In 2000, Won was elected as a member of the National Assembly for Yangchon A District. He was re-elected twice in 2004 and 2008.

He served as a member of the Science, Technology, Information & Telecommunication Committee, Legislation & Judiciary Committee (2002), Unification, Foreign Affairs & Trade Committee (2004), Finance & Economy Committee (2006), and Commerce, Industry & Energy Committee (2007) in the National Assembly.

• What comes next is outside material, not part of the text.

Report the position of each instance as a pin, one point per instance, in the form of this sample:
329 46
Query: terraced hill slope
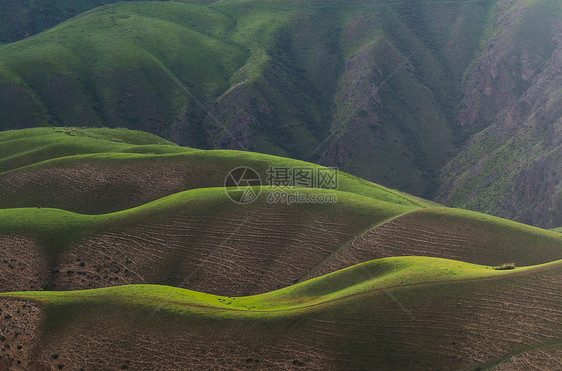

He has been a member of World Economic Forum since 2003 and was elected as a young global leader by WEF (2005).

In 2005, Won wrote his life "I Am Dreaming Of Sub-Three."

In 2007, Won ran for the party presidential candidacy; he gained only 1% of the votes.

After retiring from the national assembly in 2012, Won ran and was elected the Governor of Jeju Province in 2014. He won re-election in 2018 as an independent candidate.

Won resigned as governor on August 11, 2021, to focus on his second presidential campaign. He survived primary and secondary elimination of the People Power Party presidential primaries and advanced to the final runoff.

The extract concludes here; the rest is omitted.